Department of Surgery, University of Pittsburgh, Pittsburgh, PA 15213, USA.
Biochem Biophys Res Commun. 2010 Jan 1;391(1):1127-30. doi: 10.1016/j.bbrc.2009.12.036. Epub 2009 Dec 11.
Herein, we report that nitric oxide (NO) and the thioredoxin/thioredoxin reductase system affect the activity of caspase 8 in HepG2 cells. Exposure of cells to NO resulted in inhibition of caspase 8, while a subsequent incubation of the cells in NO-free medium resulted in spontaneous reactivation of the protease. The latter process was inhibited in thioredoxin reductase-deficient HepG2 cells, in which, however, lipoic acid markedly reactivated caspase 8. The data obtained suggest that extrinsic apoptosis can be subjected to redox regulation before induction of proteolytic damage by caspase 3.

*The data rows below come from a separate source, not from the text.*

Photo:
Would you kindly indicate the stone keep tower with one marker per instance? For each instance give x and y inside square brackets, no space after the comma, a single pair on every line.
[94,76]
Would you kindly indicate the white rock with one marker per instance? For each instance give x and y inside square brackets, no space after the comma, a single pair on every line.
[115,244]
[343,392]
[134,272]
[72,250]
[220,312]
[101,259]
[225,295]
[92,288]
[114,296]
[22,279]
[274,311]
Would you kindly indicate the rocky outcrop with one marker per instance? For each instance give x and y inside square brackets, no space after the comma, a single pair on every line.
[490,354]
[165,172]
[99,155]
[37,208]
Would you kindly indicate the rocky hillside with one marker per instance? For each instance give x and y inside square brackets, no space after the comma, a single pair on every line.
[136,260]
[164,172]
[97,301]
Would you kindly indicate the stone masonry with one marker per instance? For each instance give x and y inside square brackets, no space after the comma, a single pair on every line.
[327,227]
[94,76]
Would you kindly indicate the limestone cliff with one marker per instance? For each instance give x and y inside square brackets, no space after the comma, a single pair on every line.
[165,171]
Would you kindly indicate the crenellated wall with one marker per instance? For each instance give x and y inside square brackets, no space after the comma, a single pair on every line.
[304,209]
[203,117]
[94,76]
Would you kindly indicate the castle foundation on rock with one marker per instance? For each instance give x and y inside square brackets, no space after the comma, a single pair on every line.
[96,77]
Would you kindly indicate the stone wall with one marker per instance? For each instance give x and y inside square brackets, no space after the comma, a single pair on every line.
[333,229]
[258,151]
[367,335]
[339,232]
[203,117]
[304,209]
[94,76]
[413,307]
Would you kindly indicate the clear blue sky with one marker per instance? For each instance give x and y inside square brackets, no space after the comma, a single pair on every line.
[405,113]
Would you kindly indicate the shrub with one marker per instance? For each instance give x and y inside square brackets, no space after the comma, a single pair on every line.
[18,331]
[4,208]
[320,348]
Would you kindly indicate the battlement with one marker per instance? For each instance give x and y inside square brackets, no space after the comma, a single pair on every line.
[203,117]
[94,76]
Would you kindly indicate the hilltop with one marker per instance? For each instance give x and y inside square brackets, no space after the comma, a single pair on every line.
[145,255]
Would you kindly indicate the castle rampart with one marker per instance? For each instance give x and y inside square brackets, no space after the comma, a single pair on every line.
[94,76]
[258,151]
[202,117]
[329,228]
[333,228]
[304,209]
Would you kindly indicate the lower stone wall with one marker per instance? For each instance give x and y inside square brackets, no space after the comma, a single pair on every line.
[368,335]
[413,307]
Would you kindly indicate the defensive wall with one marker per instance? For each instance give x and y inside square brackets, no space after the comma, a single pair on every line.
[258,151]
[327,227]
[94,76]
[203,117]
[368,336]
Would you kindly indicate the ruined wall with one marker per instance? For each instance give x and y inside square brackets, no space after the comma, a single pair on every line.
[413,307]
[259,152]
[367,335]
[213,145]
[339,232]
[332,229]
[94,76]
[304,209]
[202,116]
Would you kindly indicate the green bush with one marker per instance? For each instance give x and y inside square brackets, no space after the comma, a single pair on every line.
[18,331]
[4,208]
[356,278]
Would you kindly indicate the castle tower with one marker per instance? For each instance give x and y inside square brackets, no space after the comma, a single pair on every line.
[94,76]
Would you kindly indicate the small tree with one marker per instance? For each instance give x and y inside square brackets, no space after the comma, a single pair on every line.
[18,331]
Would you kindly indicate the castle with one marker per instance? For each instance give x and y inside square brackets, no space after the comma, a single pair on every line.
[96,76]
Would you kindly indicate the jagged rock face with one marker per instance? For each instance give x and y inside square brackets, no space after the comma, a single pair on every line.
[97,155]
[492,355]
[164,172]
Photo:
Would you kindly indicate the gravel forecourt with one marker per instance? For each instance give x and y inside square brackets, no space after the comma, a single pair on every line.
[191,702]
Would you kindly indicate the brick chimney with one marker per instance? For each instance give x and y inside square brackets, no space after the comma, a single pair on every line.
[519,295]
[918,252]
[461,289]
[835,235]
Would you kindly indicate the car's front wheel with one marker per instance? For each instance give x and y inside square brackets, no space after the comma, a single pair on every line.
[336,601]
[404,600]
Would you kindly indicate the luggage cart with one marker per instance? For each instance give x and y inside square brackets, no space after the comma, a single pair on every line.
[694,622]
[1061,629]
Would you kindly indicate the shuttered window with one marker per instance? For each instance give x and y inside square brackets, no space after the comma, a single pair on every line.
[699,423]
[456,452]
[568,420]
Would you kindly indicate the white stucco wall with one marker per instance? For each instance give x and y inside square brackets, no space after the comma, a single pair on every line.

本文报道了一氧化氮(NO)和硫氧还蛋白/硫氧还蛋白还原酶系统影响 HepG2 细胞中半胱氨酸蛋白酶 8 的活性。细胞暴露于 NO 会抑制半胱氨酸蛋白酶 8,而随后将细胞在无 NO 的培养基中孵育会导致蛋白酶自发重新激活。在后一种情况下,在硫氧还蛋白还原酶缺陷的 HepG2 细胞中,该过程受到抑制,然而,硫辛酸明显地重新激活了半胱氨酸蛋白酶 8。所得数据表明,细胞外凋亡可以在 caspase 3 诱导蛋白水解损伤之前受到氧化还原调节。